蓄電池は、太陽光発電がなくても使用できます。電力会社から購入した電気を蓄電池にためて、必要な時間帯に使える仕組みだからです。とくに夜間電力が割安な電気料金プランを利用している場合、安い時間帯に電気をためておき、夕方や夜間に使えば電気代の負担を抑えられる可能性があります。
また、蓄電池単体であっても、停電時に非常用電源として活用する使い方もできます。
8-2.太陽光発電あり・なしでの違い
太陽光発電があってもなくても、蓄電池は電気をためて使いたいときに使える点は共通しています。

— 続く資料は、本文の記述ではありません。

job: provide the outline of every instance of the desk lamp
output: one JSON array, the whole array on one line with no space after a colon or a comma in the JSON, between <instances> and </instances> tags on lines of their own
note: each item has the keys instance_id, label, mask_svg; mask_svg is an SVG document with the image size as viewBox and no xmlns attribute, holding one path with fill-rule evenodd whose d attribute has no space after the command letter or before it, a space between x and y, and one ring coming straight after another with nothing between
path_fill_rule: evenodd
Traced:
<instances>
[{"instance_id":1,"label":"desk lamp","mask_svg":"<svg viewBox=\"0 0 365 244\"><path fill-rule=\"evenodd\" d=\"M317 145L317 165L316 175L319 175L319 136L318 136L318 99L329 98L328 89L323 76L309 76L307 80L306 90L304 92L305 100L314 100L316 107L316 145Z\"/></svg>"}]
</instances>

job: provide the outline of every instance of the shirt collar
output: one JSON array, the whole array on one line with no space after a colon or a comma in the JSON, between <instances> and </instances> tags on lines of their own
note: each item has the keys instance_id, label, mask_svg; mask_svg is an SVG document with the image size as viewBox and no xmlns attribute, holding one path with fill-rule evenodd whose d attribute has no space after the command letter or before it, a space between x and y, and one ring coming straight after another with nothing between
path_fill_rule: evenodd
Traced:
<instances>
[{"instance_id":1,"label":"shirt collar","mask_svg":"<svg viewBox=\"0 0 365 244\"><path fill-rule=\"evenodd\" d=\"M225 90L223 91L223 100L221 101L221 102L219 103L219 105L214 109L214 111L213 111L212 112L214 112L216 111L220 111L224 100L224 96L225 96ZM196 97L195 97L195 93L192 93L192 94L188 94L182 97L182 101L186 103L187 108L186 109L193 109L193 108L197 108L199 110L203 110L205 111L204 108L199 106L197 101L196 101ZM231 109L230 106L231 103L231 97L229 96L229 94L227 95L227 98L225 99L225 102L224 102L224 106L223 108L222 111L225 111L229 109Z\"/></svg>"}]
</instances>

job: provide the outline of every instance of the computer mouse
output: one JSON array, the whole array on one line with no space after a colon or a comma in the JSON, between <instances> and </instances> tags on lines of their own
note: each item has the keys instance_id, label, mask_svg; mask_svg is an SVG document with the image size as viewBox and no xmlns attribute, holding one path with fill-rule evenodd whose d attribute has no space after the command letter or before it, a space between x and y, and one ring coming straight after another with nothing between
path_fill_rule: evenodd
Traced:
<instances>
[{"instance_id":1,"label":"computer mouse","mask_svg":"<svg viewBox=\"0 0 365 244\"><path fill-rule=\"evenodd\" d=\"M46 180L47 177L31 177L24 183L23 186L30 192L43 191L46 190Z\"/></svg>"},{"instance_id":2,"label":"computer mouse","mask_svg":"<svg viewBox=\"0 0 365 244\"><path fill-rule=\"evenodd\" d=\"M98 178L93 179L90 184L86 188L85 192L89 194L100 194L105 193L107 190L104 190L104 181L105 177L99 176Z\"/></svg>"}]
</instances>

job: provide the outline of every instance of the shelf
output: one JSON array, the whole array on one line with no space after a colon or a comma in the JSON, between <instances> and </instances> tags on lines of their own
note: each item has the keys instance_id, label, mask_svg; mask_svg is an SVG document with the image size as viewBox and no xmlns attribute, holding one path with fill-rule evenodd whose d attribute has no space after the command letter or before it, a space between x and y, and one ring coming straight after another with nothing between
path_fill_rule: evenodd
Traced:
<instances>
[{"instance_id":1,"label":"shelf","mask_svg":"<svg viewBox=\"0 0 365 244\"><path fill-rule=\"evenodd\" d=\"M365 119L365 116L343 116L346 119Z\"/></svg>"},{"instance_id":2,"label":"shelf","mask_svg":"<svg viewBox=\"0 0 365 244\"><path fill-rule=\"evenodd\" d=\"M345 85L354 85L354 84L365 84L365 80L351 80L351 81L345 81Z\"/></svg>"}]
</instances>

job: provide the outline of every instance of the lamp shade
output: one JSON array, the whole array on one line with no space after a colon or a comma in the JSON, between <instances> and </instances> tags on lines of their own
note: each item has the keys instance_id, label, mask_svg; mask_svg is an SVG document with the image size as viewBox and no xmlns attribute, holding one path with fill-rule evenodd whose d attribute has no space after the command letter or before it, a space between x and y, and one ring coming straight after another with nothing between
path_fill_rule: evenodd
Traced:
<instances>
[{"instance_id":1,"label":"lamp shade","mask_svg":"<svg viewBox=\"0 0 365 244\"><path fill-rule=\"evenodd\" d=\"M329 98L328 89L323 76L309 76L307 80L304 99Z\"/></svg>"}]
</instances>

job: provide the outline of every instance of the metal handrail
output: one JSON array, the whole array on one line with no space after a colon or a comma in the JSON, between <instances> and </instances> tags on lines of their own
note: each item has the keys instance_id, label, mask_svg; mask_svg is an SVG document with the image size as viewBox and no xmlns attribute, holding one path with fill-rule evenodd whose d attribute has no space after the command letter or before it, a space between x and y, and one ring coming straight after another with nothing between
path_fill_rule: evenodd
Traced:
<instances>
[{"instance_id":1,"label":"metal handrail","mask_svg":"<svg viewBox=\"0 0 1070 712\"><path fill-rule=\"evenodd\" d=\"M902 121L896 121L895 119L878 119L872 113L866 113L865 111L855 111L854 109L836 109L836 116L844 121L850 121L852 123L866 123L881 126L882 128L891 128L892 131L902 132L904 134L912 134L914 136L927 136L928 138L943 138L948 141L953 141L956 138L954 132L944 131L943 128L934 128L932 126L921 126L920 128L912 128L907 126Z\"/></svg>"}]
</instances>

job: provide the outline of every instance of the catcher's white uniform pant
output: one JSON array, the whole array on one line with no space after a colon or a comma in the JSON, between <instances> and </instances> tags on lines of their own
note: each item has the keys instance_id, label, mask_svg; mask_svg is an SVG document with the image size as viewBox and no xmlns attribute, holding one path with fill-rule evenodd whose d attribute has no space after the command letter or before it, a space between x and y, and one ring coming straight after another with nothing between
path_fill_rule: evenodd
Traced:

ただし太陽光発電がある場合、蓄電池は発電した電気をためて使う役割を担います。一方で太陽光発電がない場合は、購入した電気をためて使うことになり、電気代の削減効果には差が生じます。
8-3.蓄電池のみ設置するのが向いているケース
太陽光発電の設置が難しい住宅環境であっても、夜間電力を活用したい家庭や、災害時の備えをしたい家庭は、蓄電池のみ設置するのであっても大きなメリットを得られるでしょう。
9.蓄電池の設置を検討する際のポイント
蓄電池を設置して後悔しないため、設置による効果を高めるためには、事前の検討が欠かせません。そこでここでは、検討の際に押さえておきたいポイントを紹介します。
9-1.家庭ごとの電気使用状況を把握する
まずは、家庭の電気使用量や使用時間帯を把握し、どの時間帯に電気を多く使う傾向にあるのか理解することで、蓄電池の適切な容量や効果的な使い方が見えてきます。
9-2.複数社で見積もりを比較する
蓄電池の価格や工事費用は、業者によって差があります。1社だけで判断せずに、複数社から見積もりを取り、価格はもちろん、価格に含まれる内容や保証条件まで比較しましょう。
9-3.長期的な視点で判断する
蓄電池は、短期的に初期費用を回収するのは難しいものの、将来の電気代変動や災害リスクへの備えとして、長期的な視点で検討したい設備です。目先の費用回収だけでなく、長期的な価値や安心感も踏まえて判断しましょう。
10.まとめ
蓄電池の設置は、電気代の節約や停電対策など、さまざまなメリットが期待できる一方で、初期費用や設置条件など事前に確認すべき注意点もあります。家庭ごとの電気の使用状況や、ライフスタイルに合っているかを見極めることが大切です。メリット・デメリットを正しく理解し、複数社で比較検討しながら、長期的な視点で納得できる蓄電池を選択しましょう。